Un délicieux sentiment d’effroi s’emparent du public. Les petites poitrines autour du feu se soulèvent, la respiration suspendue. Les yeux grands ouverts s’accrochent aux doigts de Big Mama.
La Perce-oreille se prépara à emporter les deux malheureux amis dans sa tanière, pour les dévorer tout cru. À ce moment-là, le jeune Jonas passa dans les bois. Voyez-vous, Jonas était un enfant distrait et il ne prenait pas grand soin de ses affaires. Ses livres étaient toujours écornés au coin et les mines de ses crayons brisées par de nombreuses chutes.
Quand Jonas vit Lucie et Gidéon s’aventurer dans la forêt, il voulut les rejoindre. Comme d’habitude, il avait mal noué ses lacets. Il s’entremêla les pieds et tomba au moment même où la Perce-oreille sortit son instrument magique. Son cache-oreilles, mal entretenu et déjà rapiécé, se cassa. Vous avez cru qu’il pourrait les sauver ? Non. La maladresse est un défaut aussi grave que la témérité ou le manque de caractère. Tous trois disparurent et on ne les revit plus jamais.
Avec ce geste brutal, Big Mama termine son histoire. Les enfants se lancent des regards furtifs, retiennent leur souffle encore un instant, vérifient la solidité de leurs cache-oreilles.

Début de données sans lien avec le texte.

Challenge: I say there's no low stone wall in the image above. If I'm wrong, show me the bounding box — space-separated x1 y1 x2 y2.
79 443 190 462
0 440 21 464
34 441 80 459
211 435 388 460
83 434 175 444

Nuit silencieuse. Les flammes crépitent dans la forêt bruissante.
Cependant, le fait que Jonas soit puni pour sa maladresse me semble injuste. Selon cette notion de la morale, les enfants dyspraxiques, pour ne citer qu’eux, seraient condamnés. Ça laisse songeur.

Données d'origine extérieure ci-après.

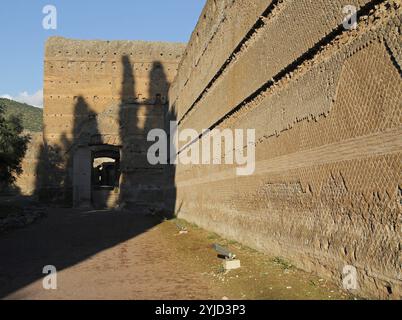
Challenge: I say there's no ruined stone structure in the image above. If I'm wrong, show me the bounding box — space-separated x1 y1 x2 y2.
14 0 401 298
169 0 401 298
41 38 185 211
14 132 43 195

Quoi qu’il en soit, j’ai eu du plaisir à lire ces trois textes de ta belle plume.
Coquilles et remarques :
— Ici aussi, il y a des majuscules abusives. Dans les titres d’œuvres qui commencent par un article défini, on met une majuscule au premier mot, aux noms propres, au premier nom commun et aux éventuels adjectifs qui le précèdent, (« Le Petit Chaperon rouge », « Le Vaillant Petit Tailleur » ou « Les Fleurs de la petite Ida »), sauf si l’auteur veut mettre deux personnages ou deux notions au même niveau [« La Belle et la Bête », « Le Rouge et le Noir »).
— Le parfum des guimauves grillées enchantent les narines des gamins et se mêlent à la fragrance épicée des sous-bois [Le parfum (...) enchante (...) et se mêle.]
— Prenez garde à la Perce-oreille. [Il faudrait écrire « Perce-Oreille » ou « perce-oreille » ; la seconde option est préférable, sauf si c’est un surnom ressenti comme un nom propre.]
— Gidéon, son meilleur ami [Normalement, c’est « Gédéon » s’il est francophone ou « Gideon » (sans accent aigu) s’il est anglophone. D’ailleurs, si les personnages sont anglophones comme le suggère le nom « Big Mama », la graphie « Lucy » serait plus logique aussi.]
— Ils les trouvaient fantastiques et, après 5 minutes [« cinq minutes » en toutes lettres serait préférable.]
— Puis, trois par semaine. Puis tous les jours. [Pourquoi mettre une virgule avant « trois » ?]
— La Perce-oreille avait fait son oeuvre [œuvre ; ligature]
— Un délicieux sentiment d’effroi s’emparent du public [s’empare]
— pour les dévorer tout cru [tout crus ; « tout » ne s’accorde pas parce qu’il a valeur d’adverbe, mais l’adjectif « crus » doit s’accorder]
— et tomba au moment même où la Perce-oreille sortit son instrument magique [sortait ; concordance des temps]
J'avais déjà lu ta précédente histoire.
Celle-ci est tout aussi bien et très originale. Elle me fait penser aux histoires que l'on se racontait quand nous étions en primaire mais en mieux.
Le fait que la guitare devienne un objet maléfique est amusant, je n'y aurais jamais songé. ^^
Au plaisir de lire la suite.
A bientôt.
Je trouve que cette histoire manque un peu de fluidité (notamment quand c'est Big Mama qui raconte) mais je voulais la publier dans les temps. J'aimais bien l'idée d'un monde où les sons seraient considérés comme dangereux (mais le sont-ils vraiment ?) et où la musicienne serait une sorte de Croque-mitaine présentée ainsi aux enfants pour qu'ils restent bien sages et ne se mettent surtout pas à écouter.